Will Copestake Completes Winter Corbett Round
On Sunday April 30, Will Copestake completed his Coldest Corbett journey, a round of all 222 Scottish Corbetts in a winter season. A crowd of 40 joined him on his final summit, Little Wyvis.
Adventurer Will Copestake is currently part-way through an epic mountain journey of several months. Starting on 1st November, his Coldest Corbett trip is an attempt to climb all 222 of Scotland's Corbetts in a single winter season. With over 50 in the bag and around 170 to go, we caught him on a rare rest day to find out more.
Ranging in height from 2500-2999 feet, and with an all-round prominence (ie drop between it and the next summit) of 150m, a round of the Corbetts is generally considered to be as tough a proposition as the 3000-foot Munros, with summits that are wilder, less trodden and far more widely scattered.
Will's solid track record of big trips stands him in good stead on the Corbetts, a journey he thinks is likely to take five months all told. In 2013/14 he made a largely solo circumnavigation of Scotland by sea kayak before climbing all 282 Munros (see our interview here). This time he's doing things a bit differently, with an open invite to people to join him on any of the days. You've just got to track him down, and arrange where to meet up!
"Whenever I can I will post my location and the hill I will be doing the next day" says Will.

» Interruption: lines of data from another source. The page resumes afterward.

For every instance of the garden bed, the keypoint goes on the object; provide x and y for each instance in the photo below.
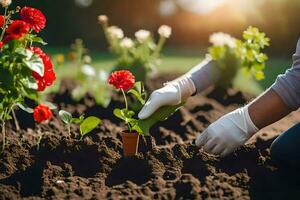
(168, 165)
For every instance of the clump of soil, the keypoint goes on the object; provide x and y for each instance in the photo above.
(168, 165)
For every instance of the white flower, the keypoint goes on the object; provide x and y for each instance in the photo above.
(142, 35)
(103, 76)
(87, 59)
(102, 18)
(126, 43)
(5, 3)
(165, 31)
(88, 70)
(115, 32)
(222, 39)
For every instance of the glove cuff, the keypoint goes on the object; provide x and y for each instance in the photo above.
(185, 85)
(251, 127)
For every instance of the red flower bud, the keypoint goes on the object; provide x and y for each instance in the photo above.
(34, 17)
(42, 113)
(122, 79)
(17, 29)
(49, 74)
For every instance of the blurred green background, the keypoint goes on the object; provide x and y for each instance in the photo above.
(192, 22)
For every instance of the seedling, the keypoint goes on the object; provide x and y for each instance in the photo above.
(86, 125)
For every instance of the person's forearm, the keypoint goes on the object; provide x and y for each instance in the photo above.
(267, 109)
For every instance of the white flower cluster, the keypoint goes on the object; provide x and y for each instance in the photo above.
(5, 3)
(102, 18)
(115, 32)
(142, 35)
(165, 31)
(126, 43)
(222, 39)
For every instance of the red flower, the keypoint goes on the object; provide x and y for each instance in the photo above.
(41, 113)
(2, 20)
(122, 79)
(34, 17)
(49, 74)
(17, 29)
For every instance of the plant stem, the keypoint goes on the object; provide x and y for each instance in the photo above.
(5, 23)
(69, 130)
(126, 103)
(3, 136)
(39, 140)
(16, 120)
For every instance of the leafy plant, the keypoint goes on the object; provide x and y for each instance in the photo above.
(86, 125)
(139, 55)
(25, 70)
(232, 54)
(88, 78)
(137, 90)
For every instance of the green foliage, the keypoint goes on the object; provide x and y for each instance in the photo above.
(163, 113)
(86, 125)
(245, 55)
(88, 78)
(140, 56)
(143, 126)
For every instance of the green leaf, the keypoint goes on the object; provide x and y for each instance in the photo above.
(25, 107)
(34, 62)
(124, 114)
(143, 126)
(77, 120)
(30, 83)
(138, 92)
(65, 116)
(50, 105)
(137, 95)
(88, 125)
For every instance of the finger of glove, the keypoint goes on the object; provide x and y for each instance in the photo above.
(218, 149)
(209, 146)
(150, 107)
(201, 139)
(226, 152)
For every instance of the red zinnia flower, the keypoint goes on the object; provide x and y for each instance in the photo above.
(2, 20)
(34, 17)
(17, 29)
(122, 79)
(41, 113)
(49, 74)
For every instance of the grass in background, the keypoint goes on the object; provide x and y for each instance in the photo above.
(180, 61)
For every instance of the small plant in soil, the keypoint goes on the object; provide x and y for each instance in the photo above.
(124, 81)
(140, 55)
(25, 70)
(232, 55)
(86, 125)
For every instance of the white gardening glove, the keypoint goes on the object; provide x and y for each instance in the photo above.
(227, 133)
(171, 94)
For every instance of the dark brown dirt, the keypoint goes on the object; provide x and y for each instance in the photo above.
(168, 166)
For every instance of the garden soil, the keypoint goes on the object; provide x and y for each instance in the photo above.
(168, 165)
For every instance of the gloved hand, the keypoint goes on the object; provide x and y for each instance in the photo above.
(172, 93)
(227, 133)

"1st October: The Car Park beside Beinn Mountain Grid Ref: NN123 543 Start 8am. Difficulty: Easy/Medium/Hard. Weather: Good/Moderate/Character Building"
So what sparked the idea for his latest venture?

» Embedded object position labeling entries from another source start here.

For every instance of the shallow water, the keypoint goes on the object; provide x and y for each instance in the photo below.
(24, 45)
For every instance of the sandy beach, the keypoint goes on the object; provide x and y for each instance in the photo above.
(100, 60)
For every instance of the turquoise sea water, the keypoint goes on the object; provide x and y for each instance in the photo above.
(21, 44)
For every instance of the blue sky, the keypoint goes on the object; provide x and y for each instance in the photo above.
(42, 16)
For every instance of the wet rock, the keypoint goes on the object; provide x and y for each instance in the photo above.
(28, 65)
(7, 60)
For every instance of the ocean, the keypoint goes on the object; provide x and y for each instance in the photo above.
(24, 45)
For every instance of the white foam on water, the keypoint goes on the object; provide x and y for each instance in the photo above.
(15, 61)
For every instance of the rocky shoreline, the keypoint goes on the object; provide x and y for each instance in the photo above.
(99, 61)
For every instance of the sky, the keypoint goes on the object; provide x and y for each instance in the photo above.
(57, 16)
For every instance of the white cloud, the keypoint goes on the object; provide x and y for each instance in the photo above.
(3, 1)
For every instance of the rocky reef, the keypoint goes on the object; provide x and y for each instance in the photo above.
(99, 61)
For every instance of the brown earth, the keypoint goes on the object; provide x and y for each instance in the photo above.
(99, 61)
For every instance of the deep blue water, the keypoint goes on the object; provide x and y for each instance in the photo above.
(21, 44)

"Following my 2013/14 Machair to Munro adventure, I have been enjoying delving into the world of guiding both in kayaks and on foot" he tells us.

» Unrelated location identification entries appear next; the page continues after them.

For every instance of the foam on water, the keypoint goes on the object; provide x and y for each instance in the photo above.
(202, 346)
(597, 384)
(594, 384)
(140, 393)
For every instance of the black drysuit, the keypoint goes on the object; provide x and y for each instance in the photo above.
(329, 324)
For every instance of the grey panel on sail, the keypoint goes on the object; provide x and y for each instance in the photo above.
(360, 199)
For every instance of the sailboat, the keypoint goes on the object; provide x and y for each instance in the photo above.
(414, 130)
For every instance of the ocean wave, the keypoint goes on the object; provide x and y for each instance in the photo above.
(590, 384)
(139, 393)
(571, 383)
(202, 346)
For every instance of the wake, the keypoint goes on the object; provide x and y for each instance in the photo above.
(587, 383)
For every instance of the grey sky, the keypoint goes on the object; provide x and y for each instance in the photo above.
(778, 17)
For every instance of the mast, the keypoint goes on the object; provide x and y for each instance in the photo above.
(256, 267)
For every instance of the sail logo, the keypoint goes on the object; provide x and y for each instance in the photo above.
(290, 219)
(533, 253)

"I've been going south each winter for the last two years to work in Patagonia; like Scotland it is an amazing, windy and wild place."
"This year however I have decided to stay put and re-live a little bit of that passion I found in Scotland, but this time I want to share it with others. The idea of the ‘Coldest Corbett’ journey is not only to tick off another round as a continuation to the last but as a way to invite others to experience what I love. Adventure is best shared after all."
The journey has been in the planning since summer this year, says Will.
"I know what to expect this time and am far better prepared. With sponsors such as Rab I am in a better place to start from the get go."
The perennial difficulties are the same as with the Munros, he reckons - namely dealing with the cold and wet. Though there are fewer of them, he thinks that with their comparative isolation from one another, and often greater individual prominence, the Corbetts pose a similar level of physical challenge. Instead of camping most nights and travelling between hill groups by bike, as he did on the Munros round, Will has equipped a van as his base and means of hill-to-hill transport.
"Alice the van is pretty small, but she gives me a little more chance to dry out each night" says Will, "but as I am already finding it can be just as cold (more so than the tent quite often). Even this morning [Friday 2nd Dec] my milk had frozen solid."
"There is a small aspect of me that misses the bike, I did after all enjoy the cycling more than any other part during the Munros. However unlike before I am slightly constrained by time so decided to use a van to make things just a little logistically easier."
"Having a van also allows me to more easily arrange to pick up those who wish to join me and to drive around delivering talks as a means to fund the trip - if anyone is interested they can get in touch here."
So how many of these hills did he already know reasonably well before the start of the journey?
"I have far less familiarity with the Corbetts than the Munros" admits Will.
"When I started my last journey I had already done 60 Munro summits; in comparison I'd done just 13 Corbetts before setting off this time."
"I began as with many of my journeys in Scotland with my Father. We sailed together across the Minch from Ullapool to Harris so that I could tackle the remote summit of Clisham."
"Since then I have worked my way down the coast to climb most of the Island peaks (Rum and Mull yet to be done) and then slowly started working north. I am now approaching Rannoch Moor."
Building an open access, social media, element into the trip adds a different dimension to it, he agrees.
"So far 15 people have joined me in the hills - the furthest coming all the way from London, one from Leeds and one from York. I find that I tend to get joined far more during the weekends than mid-week when the hills are far quieter."
"It's been great. I have met some incredible people and shared some fantastic experiences. The hardest thing about it is finding reception to ping where I will be - so to help with this I have a table online, which gives a rough idea of where I will be."
And how has the weather treaded him so far?
"It has been frankly superb" says an obviously delighted Will.
"Since starting I have had just five summits out of 50 in cloud and only three really ‘properly’ wet days. We have been hit with a cold snap with my record temperature so far reading -14ºC in the van alone; this has brought sunshine, deep powder snow and lots of world class views. This week it went warm and the snow has almost all disappeared. I am sure it will be back soon."